Pozwany wniósł o oddalenie powództwa, argumentując, iż powód otrzymał całe należne mu wynagrodzenie za wykonane roboty w wysokości zgodnej z umową stron, dodatkowymi ustaleniami między nimi oraz zakresem przeprowadzonych prac.
Sąd Okręgowy oddalił powództwo i nie obciążył powoda kosztami procesu.
Sąd ten ustalił, że pozwany zakład jest jednostką organizacyjną Gminy Ś. powołaną w celu prowadzenia gospodarki komunalnej.
W dniu 14 października 1998 r. strony zawarły umowę, w której pozwany zlecił powodowi wykonanie kanalizacji sanitarnej w miejscowości M. o długości 320 mb. W umowie ustalono, że wynagrodzenie za wykonane prace wyniesie 10.747 zł plus VAT, zgodnie z załączonym do umowy kosztorysem. Kosztorys ten został sporządzony przez pracownika pozwanego, a podpisany przez powoda. Pozwany ograniczony był kwotą zlecenia danego bez przetargu z uwagi na zapis ustawy o zamówieniach publicznych.
Roboty nie zostały zakończone w uzgodnionym terminie, tj. do 30 listopada 1998 r. W dniu 21 grudnia 1998 r. doszło do odbioru robót w ich aktualnym stanie. Ustalono, że powód wykonał 232,5 mb kanalizacji i strony na takim etapie prac rozwiązały umowę w pozostałym zakresie.
Do protokołu odbioru robót dołączono jako załącznik zestawienie szkód, jakie powstały w związku z wykonywaniem robót.
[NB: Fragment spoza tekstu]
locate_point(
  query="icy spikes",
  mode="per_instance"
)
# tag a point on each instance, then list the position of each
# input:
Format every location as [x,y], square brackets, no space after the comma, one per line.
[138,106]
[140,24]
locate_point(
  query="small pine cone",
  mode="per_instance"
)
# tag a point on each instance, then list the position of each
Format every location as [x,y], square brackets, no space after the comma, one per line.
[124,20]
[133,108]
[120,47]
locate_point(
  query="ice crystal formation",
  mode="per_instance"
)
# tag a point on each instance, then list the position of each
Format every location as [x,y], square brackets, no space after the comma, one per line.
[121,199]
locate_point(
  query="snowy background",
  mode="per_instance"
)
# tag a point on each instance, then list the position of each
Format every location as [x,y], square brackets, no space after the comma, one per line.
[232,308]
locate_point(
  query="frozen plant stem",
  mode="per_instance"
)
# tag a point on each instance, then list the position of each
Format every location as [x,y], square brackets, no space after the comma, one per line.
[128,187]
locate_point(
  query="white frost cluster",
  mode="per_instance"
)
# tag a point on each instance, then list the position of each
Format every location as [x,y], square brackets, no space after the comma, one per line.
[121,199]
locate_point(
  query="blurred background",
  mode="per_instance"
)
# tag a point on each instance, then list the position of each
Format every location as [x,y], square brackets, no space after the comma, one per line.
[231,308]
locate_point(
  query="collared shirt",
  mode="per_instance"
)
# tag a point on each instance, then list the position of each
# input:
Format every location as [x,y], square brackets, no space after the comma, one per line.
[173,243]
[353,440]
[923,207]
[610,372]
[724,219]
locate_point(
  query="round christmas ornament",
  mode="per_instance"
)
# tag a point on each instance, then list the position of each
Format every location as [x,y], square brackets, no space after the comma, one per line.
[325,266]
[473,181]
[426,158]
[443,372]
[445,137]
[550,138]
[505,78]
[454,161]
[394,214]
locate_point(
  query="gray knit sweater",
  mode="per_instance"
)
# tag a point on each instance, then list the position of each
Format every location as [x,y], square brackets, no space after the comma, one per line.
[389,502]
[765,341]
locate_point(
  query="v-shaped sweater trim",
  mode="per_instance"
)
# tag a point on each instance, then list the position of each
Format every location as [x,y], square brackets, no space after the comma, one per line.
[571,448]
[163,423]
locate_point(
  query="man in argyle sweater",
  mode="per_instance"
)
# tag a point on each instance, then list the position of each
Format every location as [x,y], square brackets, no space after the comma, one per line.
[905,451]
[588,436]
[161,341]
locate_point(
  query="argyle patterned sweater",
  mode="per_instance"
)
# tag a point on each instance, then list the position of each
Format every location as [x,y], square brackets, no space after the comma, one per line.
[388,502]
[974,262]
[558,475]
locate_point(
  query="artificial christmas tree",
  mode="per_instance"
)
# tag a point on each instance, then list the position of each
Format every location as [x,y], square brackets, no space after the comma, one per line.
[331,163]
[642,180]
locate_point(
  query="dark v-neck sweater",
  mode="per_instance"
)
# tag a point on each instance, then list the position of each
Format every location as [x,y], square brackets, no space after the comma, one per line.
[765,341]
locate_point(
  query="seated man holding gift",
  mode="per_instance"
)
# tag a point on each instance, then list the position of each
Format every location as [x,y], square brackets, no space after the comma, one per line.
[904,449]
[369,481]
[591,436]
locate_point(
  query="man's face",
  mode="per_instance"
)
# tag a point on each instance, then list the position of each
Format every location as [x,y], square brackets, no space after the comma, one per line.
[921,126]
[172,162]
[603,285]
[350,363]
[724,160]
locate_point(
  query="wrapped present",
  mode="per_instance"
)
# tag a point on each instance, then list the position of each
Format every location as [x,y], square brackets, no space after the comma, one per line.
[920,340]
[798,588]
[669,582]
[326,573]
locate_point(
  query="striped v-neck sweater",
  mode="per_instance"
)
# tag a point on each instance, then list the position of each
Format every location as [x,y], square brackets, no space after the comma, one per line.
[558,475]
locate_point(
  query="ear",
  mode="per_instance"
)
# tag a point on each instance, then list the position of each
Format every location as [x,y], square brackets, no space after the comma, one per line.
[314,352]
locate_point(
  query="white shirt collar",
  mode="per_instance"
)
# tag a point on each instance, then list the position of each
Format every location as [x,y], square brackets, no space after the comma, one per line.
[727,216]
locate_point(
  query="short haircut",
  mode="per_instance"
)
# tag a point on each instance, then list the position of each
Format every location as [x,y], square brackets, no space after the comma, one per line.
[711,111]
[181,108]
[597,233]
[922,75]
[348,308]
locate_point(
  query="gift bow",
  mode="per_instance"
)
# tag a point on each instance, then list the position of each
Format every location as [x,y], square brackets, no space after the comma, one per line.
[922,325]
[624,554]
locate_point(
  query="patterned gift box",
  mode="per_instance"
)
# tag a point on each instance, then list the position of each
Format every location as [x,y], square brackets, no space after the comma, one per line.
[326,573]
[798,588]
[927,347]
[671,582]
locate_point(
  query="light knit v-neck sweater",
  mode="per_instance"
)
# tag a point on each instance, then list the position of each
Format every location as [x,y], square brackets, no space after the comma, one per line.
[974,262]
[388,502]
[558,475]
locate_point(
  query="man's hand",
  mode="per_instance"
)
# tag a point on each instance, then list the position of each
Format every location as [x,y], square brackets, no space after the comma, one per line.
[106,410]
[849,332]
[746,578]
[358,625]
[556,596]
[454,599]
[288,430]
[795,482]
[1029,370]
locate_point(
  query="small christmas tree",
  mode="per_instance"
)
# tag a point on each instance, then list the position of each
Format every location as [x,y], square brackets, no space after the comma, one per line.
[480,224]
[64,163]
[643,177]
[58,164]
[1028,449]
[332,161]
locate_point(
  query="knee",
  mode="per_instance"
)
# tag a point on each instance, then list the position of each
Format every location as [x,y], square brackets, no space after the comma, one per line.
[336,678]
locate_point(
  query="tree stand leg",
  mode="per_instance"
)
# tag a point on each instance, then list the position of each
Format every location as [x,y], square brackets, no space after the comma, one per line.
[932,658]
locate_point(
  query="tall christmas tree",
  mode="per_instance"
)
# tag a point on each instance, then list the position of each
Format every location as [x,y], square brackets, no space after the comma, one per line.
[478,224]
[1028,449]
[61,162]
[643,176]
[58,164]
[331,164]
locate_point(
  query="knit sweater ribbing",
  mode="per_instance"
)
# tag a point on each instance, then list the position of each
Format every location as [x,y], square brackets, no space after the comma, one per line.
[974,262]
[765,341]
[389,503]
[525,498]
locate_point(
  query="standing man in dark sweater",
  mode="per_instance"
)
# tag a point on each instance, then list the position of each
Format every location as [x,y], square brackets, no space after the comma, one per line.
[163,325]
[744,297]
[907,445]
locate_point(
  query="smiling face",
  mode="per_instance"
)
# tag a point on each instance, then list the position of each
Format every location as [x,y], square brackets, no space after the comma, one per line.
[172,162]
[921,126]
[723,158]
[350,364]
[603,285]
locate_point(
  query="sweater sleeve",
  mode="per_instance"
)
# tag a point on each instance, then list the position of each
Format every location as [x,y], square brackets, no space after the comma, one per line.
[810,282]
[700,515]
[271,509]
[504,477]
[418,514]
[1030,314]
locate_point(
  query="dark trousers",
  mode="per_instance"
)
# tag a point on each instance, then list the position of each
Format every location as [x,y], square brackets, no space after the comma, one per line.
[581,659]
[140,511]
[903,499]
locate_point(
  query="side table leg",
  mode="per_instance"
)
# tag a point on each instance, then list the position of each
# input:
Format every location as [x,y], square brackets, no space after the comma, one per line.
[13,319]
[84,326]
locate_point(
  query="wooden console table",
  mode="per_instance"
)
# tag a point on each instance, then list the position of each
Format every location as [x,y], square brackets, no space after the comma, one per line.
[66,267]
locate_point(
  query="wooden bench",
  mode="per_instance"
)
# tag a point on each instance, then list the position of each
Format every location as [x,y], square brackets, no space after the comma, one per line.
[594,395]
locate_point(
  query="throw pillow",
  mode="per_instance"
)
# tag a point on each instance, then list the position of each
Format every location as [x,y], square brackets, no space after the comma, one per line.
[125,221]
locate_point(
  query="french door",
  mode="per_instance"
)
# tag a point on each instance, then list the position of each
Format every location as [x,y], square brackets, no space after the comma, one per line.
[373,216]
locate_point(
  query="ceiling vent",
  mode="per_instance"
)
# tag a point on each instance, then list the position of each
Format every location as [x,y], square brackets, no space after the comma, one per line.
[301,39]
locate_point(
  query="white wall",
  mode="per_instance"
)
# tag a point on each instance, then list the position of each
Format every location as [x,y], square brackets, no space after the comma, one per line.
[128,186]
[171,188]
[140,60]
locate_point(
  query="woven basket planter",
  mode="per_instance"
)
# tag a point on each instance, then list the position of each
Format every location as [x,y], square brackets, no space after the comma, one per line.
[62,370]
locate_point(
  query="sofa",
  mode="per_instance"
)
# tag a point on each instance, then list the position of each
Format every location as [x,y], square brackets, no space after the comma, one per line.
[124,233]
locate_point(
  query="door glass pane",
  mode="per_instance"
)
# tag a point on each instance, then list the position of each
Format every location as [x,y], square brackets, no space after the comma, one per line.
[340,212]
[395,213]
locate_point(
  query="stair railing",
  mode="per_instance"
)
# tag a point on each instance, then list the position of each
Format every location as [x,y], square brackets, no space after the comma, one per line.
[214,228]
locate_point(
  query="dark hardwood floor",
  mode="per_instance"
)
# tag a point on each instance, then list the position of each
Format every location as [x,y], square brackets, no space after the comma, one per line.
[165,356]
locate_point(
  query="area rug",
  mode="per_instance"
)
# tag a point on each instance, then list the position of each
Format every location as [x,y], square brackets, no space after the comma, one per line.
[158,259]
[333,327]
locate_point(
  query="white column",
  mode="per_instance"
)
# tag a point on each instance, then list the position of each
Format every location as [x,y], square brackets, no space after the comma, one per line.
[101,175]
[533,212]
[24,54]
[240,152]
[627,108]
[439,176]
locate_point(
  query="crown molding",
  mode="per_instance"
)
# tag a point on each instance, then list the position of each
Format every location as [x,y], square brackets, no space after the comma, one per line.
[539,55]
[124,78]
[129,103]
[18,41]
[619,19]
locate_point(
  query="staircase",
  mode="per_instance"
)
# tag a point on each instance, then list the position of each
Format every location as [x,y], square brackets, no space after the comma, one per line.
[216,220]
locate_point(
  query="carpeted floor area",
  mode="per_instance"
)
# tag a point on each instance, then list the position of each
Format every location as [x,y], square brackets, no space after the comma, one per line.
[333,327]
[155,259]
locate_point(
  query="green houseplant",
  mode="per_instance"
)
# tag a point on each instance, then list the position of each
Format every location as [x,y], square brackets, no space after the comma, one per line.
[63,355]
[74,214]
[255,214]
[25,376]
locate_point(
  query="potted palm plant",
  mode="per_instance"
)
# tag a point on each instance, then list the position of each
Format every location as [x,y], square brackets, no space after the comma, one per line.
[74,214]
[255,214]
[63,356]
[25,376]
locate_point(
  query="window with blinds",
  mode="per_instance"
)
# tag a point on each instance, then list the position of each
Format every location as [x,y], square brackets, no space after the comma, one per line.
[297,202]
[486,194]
Ustalono, że na poczet likwidacji tych szkód pozwany z wynagrodzenia należnego powodowi zatrzyma kwotę 1.200 zł.
Ostatecznie z tytułu wynagrodzenia za wykonane częściowo przez powoda prace pozwany zapłacił łącznie kwotę 6.350 zł, proporcjonalnie do zakresu wykonanego dzieła i uzgodnionego wynagrodzenia, po potrąceniu kwoty 1.200 zł na pokrycie wyrządzonych szkód oraz 440,56 zł za pobrane przez powoda i nie rozliczone materiały.
Z tytułu szkód wyrządzonych przez powoda oraz z tytułu nierozliczonych przez niego materiałów pozwany poniósł już koszty w wysokości ponad 1.500 zł, a osoby trzecie (działkowcy) dochodzą od niego z tytułu szkód naprawionych przez nich we własnym zakresie dalszych kwot, przekraczających łącznie 3.000 zł.
W tak ustalonym stanie faktycznym sąd I instancji stanął na stanowisku, że między stronami doszło do zawarcia umowy o dzieło oraz ustalenia za jego wykonanie wynagrodzenia ryczałtowego (w wysokości 10.474 zł), o jakim mowa w przepisie art. 623 kc. Sąd nie dał wiary twierdzeniom pozwanego, że przy zawarciu umowy ustalono tylko wstępny kosztorys wykonywanych prac, a ostateczne rozliczenie nastąpić miało na podstawie kosztorysu powykonawczego.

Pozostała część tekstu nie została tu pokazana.